Согласно установленным на фабрике правилам, работникам следовало отметить время прихода между без четверти двенадцать и полуночью, а затем ждать внизу у входа в цех.
Масако сняла с крючка свою вешалку, на которой висели штаны с эластичным поясом и белая куртка с замком-«молнией». Быстро накинула на плечи куртку и, повернувшись спиной к группе стоящих неподалеку мужчин, стащила джинсы и влезла в рабочие брюки. Раздевалка была общая для всех, мужчин и женщин; Масако, проработав на фабрике почти два года, привыкнуть к такому положению вещей не могла.
Спрятав стянутые в пучок волосы под черной сеточкой, она надела еще и обязательную бумажную шапочку, больше похожую на шапочку для купания, чем на настоящую шляпку. Сверху работницы походили на жуков, из-за чего на фабрике их называли цикадами. Прихватив чистый белый фартук, Масако вышла из раздевалки и обнаружила, что Яои сидит на прежнем месте у стены, как будто ей и делать больше нечего.
— Эй, поднимайся! Пора, — проговорила Масако и, заметив, как медленно, неохотно встает подруга, покачала головой.
Комната отдыха уже почти опустела, задержалась лишь небольшая группа мужчин-бразильцев. Они сидели у стены, неспешно покуривая, вытянув перед собой короткие толстые ноги.
— Доброе утро, — сказал один из них, приветственно поднимая руку с сигаретой.
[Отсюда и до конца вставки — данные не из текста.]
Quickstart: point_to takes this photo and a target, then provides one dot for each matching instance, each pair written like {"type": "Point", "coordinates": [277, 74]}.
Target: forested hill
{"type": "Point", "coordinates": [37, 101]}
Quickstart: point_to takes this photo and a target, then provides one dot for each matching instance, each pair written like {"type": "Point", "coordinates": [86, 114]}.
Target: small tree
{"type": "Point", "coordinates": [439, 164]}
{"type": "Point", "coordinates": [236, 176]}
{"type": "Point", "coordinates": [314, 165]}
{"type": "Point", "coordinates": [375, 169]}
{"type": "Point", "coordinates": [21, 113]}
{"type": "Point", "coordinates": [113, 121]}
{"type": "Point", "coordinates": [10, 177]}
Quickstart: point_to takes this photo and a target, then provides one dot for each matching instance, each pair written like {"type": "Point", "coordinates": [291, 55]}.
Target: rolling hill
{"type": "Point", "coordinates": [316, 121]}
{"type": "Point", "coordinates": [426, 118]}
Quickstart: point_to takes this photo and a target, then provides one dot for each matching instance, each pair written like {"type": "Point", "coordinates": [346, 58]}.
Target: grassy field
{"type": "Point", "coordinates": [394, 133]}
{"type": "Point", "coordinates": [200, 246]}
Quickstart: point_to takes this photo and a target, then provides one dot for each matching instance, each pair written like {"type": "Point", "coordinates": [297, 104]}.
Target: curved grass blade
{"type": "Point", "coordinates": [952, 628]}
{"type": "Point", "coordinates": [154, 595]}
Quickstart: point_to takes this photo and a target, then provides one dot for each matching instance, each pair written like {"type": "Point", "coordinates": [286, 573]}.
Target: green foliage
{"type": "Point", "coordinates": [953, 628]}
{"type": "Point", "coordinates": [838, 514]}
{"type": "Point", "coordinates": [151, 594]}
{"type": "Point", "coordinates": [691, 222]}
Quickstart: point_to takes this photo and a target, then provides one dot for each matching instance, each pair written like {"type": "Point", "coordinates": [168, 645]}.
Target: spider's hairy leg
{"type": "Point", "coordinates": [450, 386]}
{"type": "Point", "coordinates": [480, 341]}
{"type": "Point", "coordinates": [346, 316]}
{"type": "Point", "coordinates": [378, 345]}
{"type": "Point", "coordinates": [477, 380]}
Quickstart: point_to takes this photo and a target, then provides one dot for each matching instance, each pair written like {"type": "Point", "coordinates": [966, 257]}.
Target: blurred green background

Масако кивнула и сдержанно улыбнулась. Судя по нашивке на груди, мужчину звали Кацуо Миямори, но на японца он совершенно не походил: темная кожа, впалое лицо, выступающий лоб. В цехе мужчины занимались чаще всего физической работой, требующей больших усилий, например закладывали рис в автоподатчик.
— Доброе утро, — повторил он, обращаясь теперь уже к Яои, которая не обратила на него внимания.
Мужчина, похоже, огорчился. Впрочем, в этом холодном негостеприимном месте людям часто было не до любезностей.
Заглянув ненадолго в туалет, женщины надели маски и повязали фартуки, потом поскребли щетками и продезинфицировали руки, отметили карточки учета, надели белые рабочие тапки и еще раз прошли мимо санитарного инспектора, на сей раз стоявшей у ведущей вниз лестницы. Операция повторилась: Комада провела по спинам валиком с клейкой пленкой и внимательно осмотрела ногти и руки.
— Порезов нет?
Даже малейшая царапина означала недопущение к любой работе, при которой руки прикасались к пище. Остановившись перед инспектором, Масако заметила, что ее подруга едва держится на ногах.
— Ты хорошо себя чувствуешь? — спросила она.